Examples of using "Mantuvo" in a sentence and their turkish translations:
- O, sözünü tuttu.
- O sözünü tuttu.
O sessiz kaldı.
Tom sözünü tuttu.
O, sözünü tuttu.
O sözünü tuttu.
O, gözünü kapalı tuttu.
O çok sakin kaldı.
Tom Mary'yi yakında tuttu.
O, sözünü tutmadı.
Tom sözünü tutmadı.
Tom sözünü tutmadı.
Tom ağzını kapalı tuttu.
Peki Karun bu kadar parayı nerede saklıyordu?
Tom Mary ile göz teması sürdürdü.
Genç kız sessiz kaldı.
Hasar minimumda tutuldu.
O prensiplerine sadık kaldı.
O, kocasına yakın durdu.
Oda misafirler için sıcak tutuldu.
O onu gizli tuttu.
John başını suyun üstünde tuttu.
Biz konuşuyorken, o sessiz kaldı.
Eisenhower sözünü tuttu.
Tom suçu hakkında yıllarca sessiz kaldı.
Bütün gün işe devam etti.
Cenaze yolu boyunca sessizlik hüküm sürdü.
Tom Mary'ye yardım etmek için verdiği sözü tutmadı.
İlaçlar da gayet serin. Onları mağarada serin tuttuk.
Babamın 30 yıldır sakladığı günlüğünü buldum.
O, ona yakın durdu ve onu kasırgadan korumaya çalıştı.
, Saksonya'da kasıp kavuran kararlı bir kampanya sırasında
Ağır trafik gürültüsü beni bütün gece uyanık tuttu.
O, bir makineli tüfek ile işgalcileri körfezde tuttu.
- Sözünü tuttu.
- Sözünde durdu.
Sami, Leyla'yı kaçırdı ve onu bir seks kölesi olarak tuttu.
O bana bu hafta ödeme yapacağına söz verdi ama sözünü tutmadı.

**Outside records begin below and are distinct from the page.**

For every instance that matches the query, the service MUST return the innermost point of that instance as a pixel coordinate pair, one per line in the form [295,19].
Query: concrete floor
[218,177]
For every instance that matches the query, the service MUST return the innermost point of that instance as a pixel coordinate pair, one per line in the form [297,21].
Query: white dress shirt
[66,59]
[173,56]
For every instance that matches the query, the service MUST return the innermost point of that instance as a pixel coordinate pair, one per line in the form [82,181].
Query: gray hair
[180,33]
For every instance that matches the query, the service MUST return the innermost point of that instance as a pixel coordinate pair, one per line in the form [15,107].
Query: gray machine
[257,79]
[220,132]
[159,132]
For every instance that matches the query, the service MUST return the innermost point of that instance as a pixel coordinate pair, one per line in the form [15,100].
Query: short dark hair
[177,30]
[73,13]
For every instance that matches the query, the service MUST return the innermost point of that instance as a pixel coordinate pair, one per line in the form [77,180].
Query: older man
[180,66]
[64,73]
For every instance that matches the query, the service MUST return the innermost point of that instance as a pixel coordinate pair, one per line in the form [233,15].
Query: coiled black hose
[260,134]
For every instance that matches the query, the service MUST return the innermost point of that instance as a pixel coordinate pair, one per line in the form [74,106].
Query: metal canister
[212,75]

O, oğlu için bir bisiklet satın aldığını gizledi.
Ciddi kayıplar almalarına rağmen Memlük komutanı hattını sağlam tutmayı başardı
Parlak bir bağımsız kampanyada, Avusturyalıları Nice yakınlarında tuttu, sonra onları
Wellington'un Quatre Bras'taki birliklerine karşı, avantaja sahip olduğunda çok temkinliydi.
Çocuk sessiz kaldı.
dair haberler gelene kadar Fransa'nın düşmanlarını görev bilinciyle uzak tuttu .
Ney yenilgiye uğramıştı, ancak Napolyon onu kuzey kanadının komutasında tuttu.
Bizim sınıf düzenli tutuldu.
Sonraki savaşta, Lannes Beşinci Kolordusu, Bagration'ın saldırılarına karşı sol kanadı tuttu…
Gazeteci acil bir durumda bile sakindi.